Should I set up my own cluster?¶
Note
We understand that resource restrictions can be very stingent between labs and companies. So sharing resources is not possible, even in close collaborations. Simmate addresses this issue by making it easy to share a cloud database without sharing computational resources. In other words, you can contribute to a shared database without letting others see/access your computational resources.
Basic use of resources¶
Each team will likely need to handle their own computational resources, which can be any number of things:
- a university or federal HPC cluster with SLURM, PBS, or some other queue system
- a single node or even a Kubernetes cluster on a cloud provider
- a series of desktop computers that your lab shares
- any combination of these resources
The easiest way to use these resources is to sign on and run a simmate workflow using the run
method. When this is done, the workflow runs directly on your resource.

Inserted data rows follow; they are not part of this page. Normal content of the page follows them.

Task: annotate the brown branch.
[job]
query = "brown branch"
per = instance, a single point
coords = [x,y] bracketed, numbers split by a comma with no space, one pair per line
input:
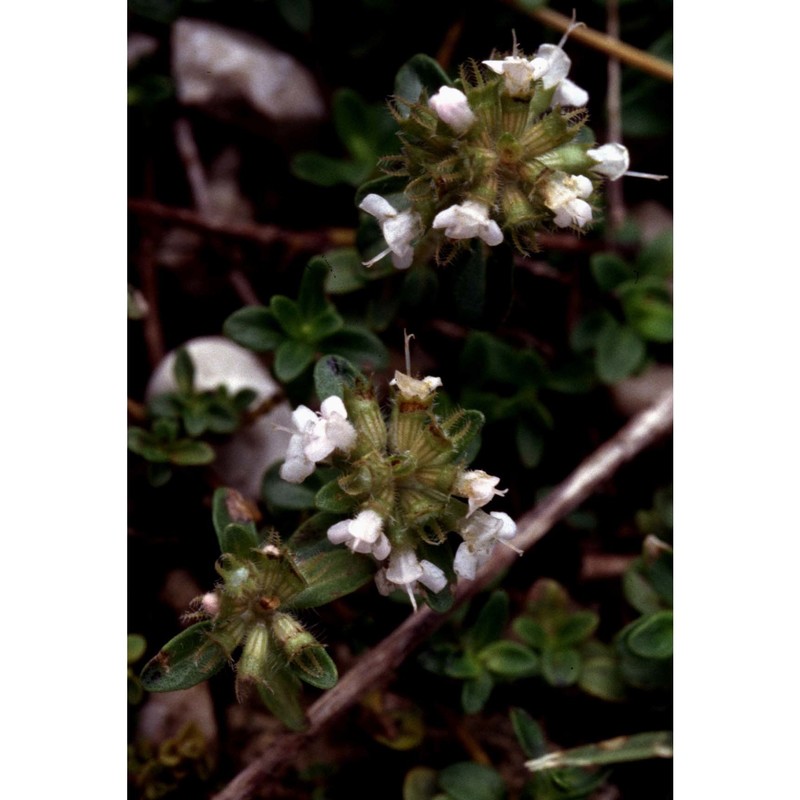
[376,666]
[250,231]
[609,45]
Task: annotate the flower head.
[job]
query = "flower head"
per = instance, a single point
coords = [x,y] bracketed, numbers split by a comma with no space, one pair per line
[399,228]
[452,107]
[316,437]
[467,220]
[481,531]
[364,534]
[517,74]
[563,195]
[405,571]
[478,487]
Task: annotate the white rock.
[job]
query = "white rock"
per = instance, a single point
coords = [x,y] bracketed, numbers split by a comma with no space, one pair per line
[213,65]
[242,461]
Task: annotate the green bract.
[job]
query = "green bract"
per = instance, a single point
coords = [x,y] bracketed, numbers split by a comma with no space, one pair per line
[262,582]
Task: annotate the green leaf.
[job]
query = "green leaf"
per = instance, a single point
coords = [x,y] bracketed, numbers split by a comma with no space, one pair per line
[188,453]
[510,659]
[530,444]
[585,334]
[183,370]
[389,186]
[609,270]
[530,631]
[620,352]
[254,327]
[651,636]
[359,346]
[158,474]
[419,78]
[311,299]
[323,325]
[315,667]
[332,498]
[490,623]
[296,13]
[332,374]
[292,358]
[420,784]
[468,781]
[323,170]
[600,677]
[475,692]
[656,256]
[136,647]
[281,693]
[561,667]
[345,273]
[288,315]
[639,746]
[638,590]
[528,732]
[576,628]
[186,660]
[278,493]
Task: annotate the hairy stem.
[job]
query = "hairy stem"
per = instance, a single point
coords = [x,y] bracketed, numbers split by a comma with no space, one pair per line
[375,667]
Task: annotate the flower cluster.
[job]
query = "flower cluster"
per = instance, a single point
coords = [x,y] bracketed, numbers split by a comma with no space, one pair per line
[403,483]
[497,155]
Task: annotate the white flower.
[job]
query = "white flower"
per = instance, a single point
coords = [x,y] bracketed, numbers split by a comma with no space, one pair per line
[316,437]
[517,74]
[551,64]
[452,107]
[570,94]
[612,160]
[364,534]
[481,532]
[405,571]
[414,389]
[478,487]
[399,228]
[467,220]
[563,195]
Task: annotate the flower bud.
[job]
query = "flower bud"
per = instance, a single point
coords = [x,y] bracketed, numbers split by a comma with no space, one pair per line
[452,107]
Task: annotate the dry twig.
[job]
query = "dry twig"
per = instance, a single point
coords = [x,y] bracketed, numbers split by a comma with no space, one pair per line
[611,46]
[375,667]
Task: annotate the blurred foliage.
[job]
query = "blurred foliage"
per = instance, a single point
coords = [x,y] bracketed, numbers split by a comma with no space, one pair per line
[181,420]
[533,343]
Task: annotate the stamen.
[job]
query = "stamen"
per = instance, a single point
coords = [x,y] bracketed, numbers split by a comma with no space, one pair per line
[407,337]
[377,258]
[648,175]
[510,546]
[572,25]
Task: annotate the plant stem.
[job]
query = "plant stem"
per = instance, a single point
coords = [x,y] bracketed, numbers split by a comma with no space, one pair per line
[375,667]
[627,54]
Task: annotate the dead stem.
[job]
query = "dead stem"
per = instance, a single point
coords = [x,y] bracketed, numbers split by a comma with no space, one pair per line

This was done in the "Run a workflow" tutorial when we called simmate workflows run ...
. When on a HPC SLURM cluster, we would run simmate using a submit.sh
:
#!/bin/bash
#SBATCH --output=slurm.out
#SBATCH --nodes=1
#SBATCH --ntasks=2
simmate workflows run-yaml my_settings.yaml > simmate.out
Tip
If you are only running a few workflows per day (<10), we recommend you stick to running workflows in this way. That is, just calling simmate workflows run
. Don't overcomplicate things. Go back to tutorial 02 to review these concepts.

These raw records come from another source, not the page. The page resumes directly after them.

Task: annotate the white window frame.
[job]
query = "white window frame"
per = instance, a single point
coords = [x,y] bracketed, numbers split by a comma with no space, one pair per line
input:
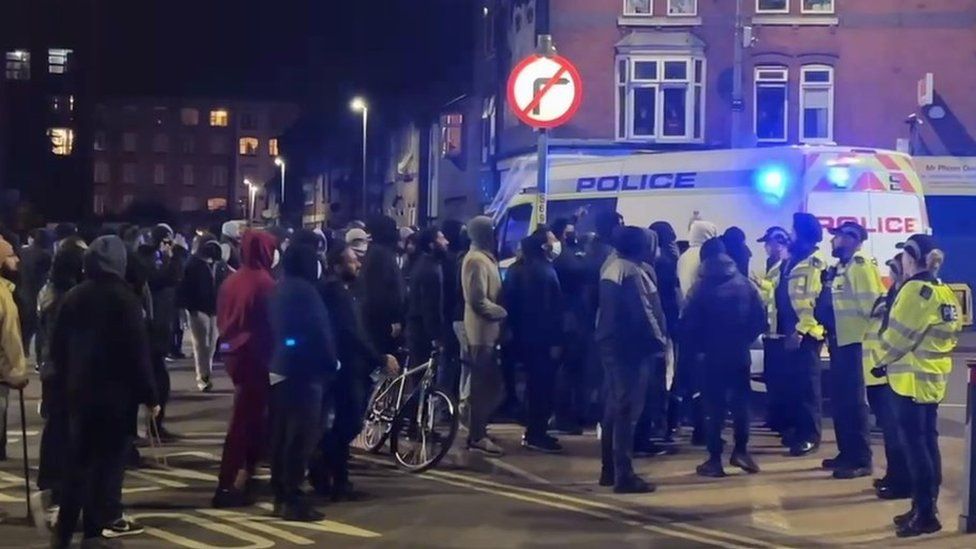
[694,11]
[831,11]
[816,86]
[659,84]
[759,10]
[770,82]
[628,13]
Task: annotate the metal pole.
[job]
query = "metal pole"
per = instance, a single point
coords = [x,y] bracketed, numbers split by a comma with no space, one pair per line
[737,100]
[967,519]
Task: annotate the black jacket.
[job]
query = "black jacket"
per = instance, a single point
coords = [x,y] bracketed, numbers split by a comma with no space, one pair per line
[198,289]
[100,347]
[724,314]
[353,348]
[534,301]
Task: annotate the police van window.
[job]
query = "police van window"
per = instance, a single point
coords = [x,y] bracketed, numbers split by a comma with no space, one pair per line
[512,229]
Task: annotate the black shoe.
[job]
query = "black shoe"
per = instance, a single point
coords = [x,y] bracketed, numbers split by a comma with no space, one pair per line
[888,492]
[711,468]
[634,485]
[918,526]
[803,449]
[744,461]
[847,473]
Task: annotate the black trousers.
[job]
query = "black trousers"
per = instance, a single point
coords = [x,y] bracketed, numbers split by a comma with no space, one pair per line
[919,426]
[726,387]
[97,443]
[625,390]
[882,401]
[804,391]
[540,389]
[848,404]
[297,412]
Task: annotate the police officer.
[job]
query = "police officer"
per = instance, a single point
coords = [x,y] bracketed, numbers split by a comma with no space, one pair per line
[794,297]
[776,242]
[922,332]
[855,287]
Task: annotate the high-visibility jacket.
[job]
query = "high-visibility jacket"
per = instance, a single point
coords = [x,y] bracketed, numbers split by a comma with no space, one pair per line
[804,287]
[854,292]
[923,330]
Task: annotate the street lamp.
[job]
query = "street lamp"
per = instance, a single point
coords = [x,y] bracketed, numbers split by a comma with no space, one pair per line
[359,105]
[280,162]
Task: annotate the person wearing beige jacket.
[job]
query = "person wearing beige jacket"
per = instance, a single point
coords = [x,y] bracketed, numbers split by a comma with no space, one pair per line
[481,285]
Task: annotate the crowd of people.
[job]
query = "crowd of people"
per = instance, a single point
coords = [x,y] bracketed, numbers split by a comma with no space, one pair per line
[626,329]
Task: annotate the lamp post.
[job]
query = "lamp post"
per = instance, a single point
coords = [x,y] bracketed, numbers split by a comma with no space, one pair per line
[280,162]
[359,105]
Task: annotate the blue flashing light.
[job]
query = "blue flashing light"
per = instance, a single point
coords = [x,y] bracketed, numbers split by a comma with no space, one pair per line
[839,176]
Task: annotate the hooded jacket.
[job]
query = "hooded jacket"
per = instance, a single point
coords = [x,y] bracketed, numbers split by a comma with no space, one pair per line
[99,344]
[481,285]
[688,263]
[724,314]
[243,318]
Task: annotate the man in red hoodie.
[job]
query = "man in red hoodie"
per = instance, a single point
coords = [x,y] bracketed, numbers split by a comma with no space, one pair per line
[244,324]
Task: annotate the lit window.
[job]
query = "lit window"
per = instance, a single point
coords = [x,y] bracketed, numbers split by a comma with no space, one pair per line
[220,176]
[189,117]
[772,6]
[129,173]
[58,60]
[62,140]
[771,104]
[159,174]
[638,7]
[817,6]
[683,8]
[160,143]
[129,142]
[219,118]
[102,173]
[816,104]
[248,146]
[660,99]
[18,65]
[452,135]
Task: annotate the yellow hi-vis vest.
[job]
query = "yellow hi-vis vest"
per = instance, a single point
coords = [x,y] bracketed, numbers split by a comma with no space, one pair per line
[804,286]
[923,330]
[855,290]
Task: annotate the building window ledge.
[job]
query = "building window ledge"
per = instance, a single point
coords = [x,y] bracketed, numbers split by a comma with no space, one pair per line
[650,21]
[794,21]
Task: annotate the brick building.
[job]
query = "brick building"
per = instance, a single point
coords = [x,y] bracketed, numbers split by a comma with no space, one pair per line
[189,155]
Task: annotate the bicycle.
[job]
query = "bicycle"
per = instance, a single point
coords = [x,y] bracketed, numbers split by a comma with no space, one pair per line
[420,428]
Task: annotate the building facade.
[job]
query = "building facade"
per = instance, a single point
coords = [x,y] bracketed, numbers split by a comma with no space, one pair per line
[189,155]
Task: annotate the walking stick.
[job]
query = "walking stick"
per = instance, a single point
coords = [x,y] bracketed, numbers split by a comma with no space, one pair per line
[23,443]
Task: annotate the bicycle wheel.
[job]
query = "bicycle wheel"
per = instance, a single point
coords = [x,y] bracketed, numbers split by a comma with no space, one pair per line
[379,417]
[421,438]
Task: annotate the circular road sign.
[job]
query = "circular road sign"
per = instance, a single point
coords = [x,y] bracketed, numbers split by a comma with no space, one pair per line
[545,92]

Deciding to set up workers¶
If your team is submitting hundreds or thousands of workflows at a time, then it would be extremely useful to monitor and orchestrate these workflows using a scheduler and cluster.
Just like with our cloud database in the previous tutorial, you only need ONE person to manage ALL of your computational resources. Once the resources have been set up, the other users can connect using the database connection file (or an API key if you are using Prefect).
If you are that one person for your team, then continue with this tutorial. If not, then you should instead talk with your point person! Using your teams resources should be as easy as switching from the run
to run_cloud
method.